En este proceso, resulta condición indispensable el apoyo del nivel central del gobierno jurisdiccional, traducido en apoyo político pero también en la asignación de los recursos materiales y financieros necesarios para la puesta en acto y materialización de las reformas del nivel.
Se plantea que un enfoque de puesta en acto de políticas permite comprender mejor cualquier intento de avanzar en reformas educativas en la educación secundaria. En este sentido, se afirma que las políticas orientadas al nivel son procesadas de manera diferente en las múltiples interacciones entre los gobiernos nacional y jurisdiccionales, y que la elaboración diaria de políticas por parte de los actores sociales se produce a través de la renegociación de significados y prácticas. De esta manera, en lugar de seguir una temporalidad lineal y de avance progresivo y planificado, los cambios se negocian en sesiones de capacitación docente, reuniones informativas, jornadas institucionales en escuelas, chats de WhatsApp y en prácticas diarias que suponen una «evangelización política», según lo nombró un/a entrevistado/a.
Finalmente, y en base a estos hallazgos, se argumenta que una perspectiva que analiza la puesta en acto de las políticas permite comprender mejor las relaciones de negociación entre tecnologías, prácticas y discursos de los actores, ya que estas medidas implican la movilización de personas, la recalibración constante de sistemas digitales, reuniones e intercambios regulares, horarios de trabajo ad hoc que a veces suponen «dar la vida» por una reforma, la adaptación de dispositivos previos a nuevos contextos, etc. Al mismo tiempo, estas interrelaciones se articulan de manera diferente en las jurisdicciones en función de sus condiciones sociopolíticas y de recursos materiales, en relación con su contexto local y las configuraciones de poder históricas con el gobierno nacional.

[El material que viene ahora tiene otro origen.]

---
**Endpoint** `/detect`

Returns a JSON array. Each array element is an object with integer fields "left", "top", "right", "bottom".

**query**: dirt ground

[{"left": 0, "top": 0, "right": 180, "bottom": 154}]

Respecto de las complejidades subyacentes a la puesta en acto de políticas de cambio de la educación secundaria en Argentina es posible destacar tres puntos:
La puesta en acto de la reforma de la enseñanza secundaria indica varias configuraciones de gobernanza en la medida en que surgen múltiples direcciones en los procesos de negociación política. La construcción del poder navega en distintas direcciones, siendo relevante para pensar cómo fluye el poder en los espacios de toma de decisión.
Las tecnologías cotidianas desempeñan un papel central en la configuración de la viabilidad de las reformas y abarcan todas las esferas y actores implicados. Esto es clave para entender cómo se despliegan las reformas educativas.
El federalismo en Argentina favorece iniciativas subnacionales fructíferas para transformar la educación secundaria. El texto político proveniente del gobierno federal limita al tiempo que autoriza la creación de oportunidades de reinterpretación y justificación de nuevas políticas y discusiones entre los actores. Sin embargo, este federalismo también contribuye a acentuar la segmentación del sistema educativo, reposicionando a la educación secundaria en su función histórica de productora de diferenciación.